We didn’t celebrate Beltane, but we did light fires and dance.  Our most important times were the equinoxes and we did celebrate Spirit’s festival -a time that most of us call Halloween and I still call it that too.  I knew what it was to be close to a circle of women but my age left me feeling a little lonely.  The women were all in their late forty’s and fifty’s, with years of life experience beyond me. A lot of conversations flew right over my head and if they all got together for fun and maybe to had a few drinks, I’d wonder what they were all whispering and cackling about.  Mostly, I had to carry things, set things up and though I asked questions most of the time I got funny looks or riddles.

By 2000, I was looking into Celtic Wicca.  I’d found books by D.J. Conway and stories about the faery folk reminded me a little of the land spirits we worked with. There wasn’t a certain name for them, but they seem to like sweet corn bread, shiny things  and things that you personally make -could even be a song that you play on a flute.  From there I read a book called True Magick by Amber K.  In time I came across Buckland, Raven Wolf and more.  I started blending what I’d learned with modern Wicca.  One peculiar thing I came across while studying Wicca that raised my eyebrows was coming across the place they called Summerland.

When I was a little girl playing in a swimming pool.  I used to walk in a circle over and over till the water swirled into a whirlpool. My dolls would go around and around all the way to the center.  When they popped up they were in a new place and I happened to call it summer land.  The faeries lived there and other spirits too.  In the game, my winged dolls would pick up the floating dolls from the pool and I’d ‘fly’ them over to my mom’s garden full of tiger lilies, black-eyed susan flowers and elephant ears.  The water drips from the air conditioner made little rivers among the green.   The garden and the places of light were all summer land, but you couldn’t get there without help from spirits, but everything there lived forever.   I suppose it could be a complete correlation fallacy, but then again I’m not a believer in coincidence.

As time went on I learned that the things I grew up with were folk magic.
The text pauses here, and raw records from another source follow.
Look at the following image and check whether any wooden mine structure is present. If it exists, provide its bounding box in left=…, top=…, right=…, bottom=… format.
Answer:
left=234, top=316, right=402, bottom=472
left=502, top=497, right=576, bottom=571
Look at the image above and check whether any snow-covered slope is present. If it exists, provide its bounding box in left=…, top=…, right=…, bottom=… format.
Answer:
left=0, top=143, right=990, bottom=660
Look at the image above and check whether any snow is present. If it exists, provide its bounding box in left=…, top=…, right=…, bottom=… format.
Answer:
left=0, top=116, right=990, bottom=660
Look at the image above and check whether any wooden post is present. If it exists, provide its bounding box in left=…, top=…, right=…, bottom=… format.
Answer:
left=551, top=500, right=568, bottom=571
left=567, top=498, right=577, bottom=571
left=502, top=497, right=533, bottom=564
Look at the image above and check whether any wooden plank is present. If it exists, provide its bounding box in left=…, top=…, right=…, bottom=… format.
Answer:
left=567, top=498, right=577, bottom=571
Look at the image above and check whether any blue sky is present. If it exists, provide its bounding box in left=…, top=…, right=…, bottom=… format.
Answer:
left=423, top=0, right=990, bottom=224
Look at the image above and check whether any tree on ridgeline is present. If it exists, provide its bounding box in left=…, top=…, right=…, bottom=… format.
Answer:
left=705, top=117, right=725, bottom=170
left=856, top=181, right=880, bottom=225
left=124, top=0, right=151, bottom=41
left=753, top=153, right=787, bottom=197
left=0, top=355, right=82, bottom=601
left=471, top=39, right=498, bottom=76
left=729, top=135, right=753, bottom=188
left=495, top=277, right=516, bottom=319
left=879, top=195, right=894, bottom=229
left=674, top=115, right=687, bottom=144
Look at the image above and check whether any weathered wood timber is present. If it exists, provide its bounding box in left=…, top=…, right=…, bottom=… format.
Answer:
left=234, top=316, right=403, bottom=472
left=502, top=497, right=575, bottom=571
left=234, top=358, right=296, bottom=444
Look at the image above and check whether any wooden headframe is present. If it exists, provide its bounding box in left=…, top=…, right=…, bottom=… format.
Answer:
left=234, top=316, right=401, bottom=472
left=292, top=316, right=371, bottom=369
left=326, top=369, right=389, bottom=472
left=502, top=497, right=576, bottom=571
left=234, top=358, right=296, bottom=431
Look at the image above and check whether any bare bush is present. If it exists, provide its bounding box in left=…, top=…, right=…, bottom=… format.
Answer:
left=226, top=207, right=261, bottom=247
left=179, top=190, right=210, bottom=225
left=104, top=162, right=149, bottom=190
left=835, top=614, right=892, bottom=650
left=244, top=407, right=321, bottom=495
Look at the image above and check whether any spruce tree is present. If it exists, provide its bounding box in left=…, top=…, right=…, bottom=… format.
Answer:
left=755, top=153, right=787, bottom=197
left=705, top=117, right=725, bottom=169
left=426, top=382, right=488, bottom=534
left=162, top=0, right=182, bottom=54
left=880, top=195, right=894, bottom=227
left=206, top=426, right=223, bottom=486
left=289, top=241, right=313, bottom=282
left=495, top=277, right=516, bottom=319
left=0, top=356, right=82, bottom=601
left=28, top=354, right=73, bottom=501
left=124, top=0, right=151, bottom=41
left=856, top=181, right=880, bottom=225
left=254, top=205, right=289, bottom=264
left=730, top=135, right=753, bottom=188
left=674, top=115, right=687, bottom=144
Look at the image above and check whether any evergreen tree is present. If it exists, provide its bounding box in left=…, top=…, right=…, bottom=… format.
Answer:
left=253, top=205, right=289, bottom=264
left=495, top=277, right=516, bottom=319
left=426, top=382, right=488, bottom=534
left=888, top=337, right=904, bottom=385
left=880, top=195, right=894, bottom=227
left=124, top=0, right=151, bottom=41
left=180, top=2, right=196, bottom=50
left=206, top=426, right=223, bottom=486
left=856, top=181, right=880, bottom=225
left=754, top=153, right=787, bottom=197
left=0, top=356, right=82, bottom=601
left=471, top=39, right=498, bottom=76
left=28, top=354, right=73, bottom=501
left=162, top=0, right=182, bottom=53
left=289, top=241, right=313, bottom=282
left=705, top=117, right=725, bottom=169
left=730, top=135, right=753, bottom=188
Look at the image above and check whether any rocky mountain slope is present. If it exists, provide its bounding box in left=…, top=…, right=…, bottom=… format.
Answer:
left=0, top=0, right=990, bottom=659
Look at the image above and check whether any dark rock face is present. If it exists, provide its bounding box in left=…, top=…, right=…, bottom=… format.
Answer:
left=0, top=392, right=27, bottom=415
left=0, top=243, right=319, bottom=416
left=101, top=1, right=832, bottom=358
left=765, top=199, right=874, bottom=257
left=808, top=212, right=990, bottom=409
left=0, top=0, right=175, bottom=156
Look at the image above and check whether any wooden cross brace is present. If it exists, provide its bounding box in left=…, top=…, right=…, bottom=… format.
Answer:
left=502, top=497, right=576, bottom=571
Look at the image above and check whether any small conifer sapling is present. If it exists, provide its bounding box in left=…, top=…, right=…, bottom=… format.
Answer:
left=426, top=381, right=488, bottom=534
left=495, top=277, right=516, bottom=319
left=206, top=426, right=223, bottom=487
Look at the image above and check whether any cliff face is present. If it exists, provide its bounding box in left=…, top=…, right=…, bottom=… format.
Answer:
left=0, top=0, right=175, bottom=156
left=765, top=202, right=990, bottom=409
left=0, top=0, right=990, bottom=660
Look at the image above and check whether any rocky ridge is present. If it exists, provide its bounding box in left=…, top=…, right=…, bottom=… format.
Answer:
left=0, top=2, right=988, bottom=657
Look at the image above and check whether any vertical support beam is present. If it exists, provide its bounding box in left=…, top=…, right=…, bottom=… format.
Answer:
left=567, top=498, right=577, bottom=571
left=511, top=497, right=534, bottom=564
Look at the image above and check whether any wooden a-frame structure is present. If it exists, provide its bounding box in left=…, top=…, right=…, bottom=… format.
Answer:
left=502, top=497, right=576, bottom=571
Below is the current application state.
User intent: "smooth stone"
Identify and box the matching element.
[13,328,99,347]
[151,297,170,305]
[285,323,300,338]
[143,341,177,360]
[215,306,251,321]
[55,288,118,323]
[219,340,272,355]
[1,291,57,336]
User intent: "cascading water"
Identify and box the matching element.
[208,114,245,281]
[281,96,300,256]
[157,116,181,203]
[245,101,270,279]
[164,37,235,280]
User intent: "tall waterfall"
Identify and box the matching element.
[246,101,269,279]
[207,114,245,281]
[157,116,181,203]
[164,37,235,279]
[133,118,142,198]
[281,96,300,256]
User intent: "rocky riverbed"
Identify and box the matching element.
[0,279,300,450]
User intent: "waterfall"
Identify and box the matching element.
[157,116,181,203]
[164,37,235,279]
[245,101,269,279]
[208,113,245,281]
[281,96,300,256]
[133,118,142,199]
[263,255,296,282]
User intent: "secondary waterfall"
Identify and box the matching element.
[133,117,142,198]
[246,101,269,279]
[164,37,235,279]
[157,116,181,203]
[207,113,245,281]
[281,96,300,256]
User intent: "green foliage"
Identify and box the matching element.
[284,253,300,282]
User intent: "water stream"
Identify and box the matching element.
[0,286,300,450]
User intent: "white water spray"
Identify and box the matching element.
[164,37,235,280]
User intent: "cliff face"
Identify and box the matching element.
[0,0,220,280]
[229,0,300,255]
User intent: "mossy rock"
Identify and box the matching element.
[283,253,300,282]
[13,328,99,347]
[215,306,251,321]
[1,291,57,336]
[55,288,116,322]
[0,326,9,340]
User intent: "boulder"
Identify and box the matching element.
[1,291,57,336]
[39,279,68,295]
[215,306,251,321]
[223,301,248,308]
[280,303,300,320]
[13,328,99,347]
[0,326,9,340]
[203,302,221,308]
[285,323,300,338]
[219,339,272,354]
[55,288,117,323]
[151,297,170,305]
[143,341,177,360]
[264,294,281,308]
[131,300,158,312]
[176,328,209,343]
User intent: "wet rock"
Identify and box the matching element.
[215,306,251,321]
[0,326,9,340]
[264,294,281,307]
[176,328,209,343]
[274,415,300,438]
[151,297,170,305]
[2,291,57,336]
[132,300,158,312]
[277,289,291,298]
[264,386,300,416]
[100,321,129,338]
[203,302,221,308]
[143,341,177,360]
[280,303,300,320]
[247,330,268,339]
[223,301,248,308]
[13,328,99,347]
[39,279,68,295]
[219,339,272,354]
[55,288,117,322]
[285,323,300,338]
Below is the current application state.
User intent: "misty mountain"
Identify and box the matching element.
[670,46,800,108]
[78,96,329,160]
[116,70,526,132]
Mom always had an iron horseshoe  hanging upwards in the kitchen.  There was one outside the shed too.  It was supposed to bring good luck and ward ‘nasty things’.  If I dropped a knife then a man would visit.  A spoon dropped meant a woman would come by.  More than three cardinals meant that and old friend would show up unexpectedly and if you found a group of blue jays squawking loudly it meant that there would be a family squabble before the day was done.  Death meant stopping clocks and covering mirrors and if you when to a visitation it was customary to lay your eyes upon or sometimes kiss the body of the dead, “So they won’t haunt you and you can say good-bye,” my mother said as we stood before the body of a woman I called Aunt Easter.  Of course, there is always more to the story but if I put everything said and done here I couldn’t call this a blog -it would be a book.

My craft is now blended with various things I’ve learned.    I am still looking for others with similar tales and heritage.  In writing this, I feel I am honoring my roots however deep they may go.  The family never called what we did folk magic.  Mostly, it was referred to as ‘common sense.’ I’m not sure where all of it came from, but it is what it is. My Craft has no name but maybe one day I’ll give it one.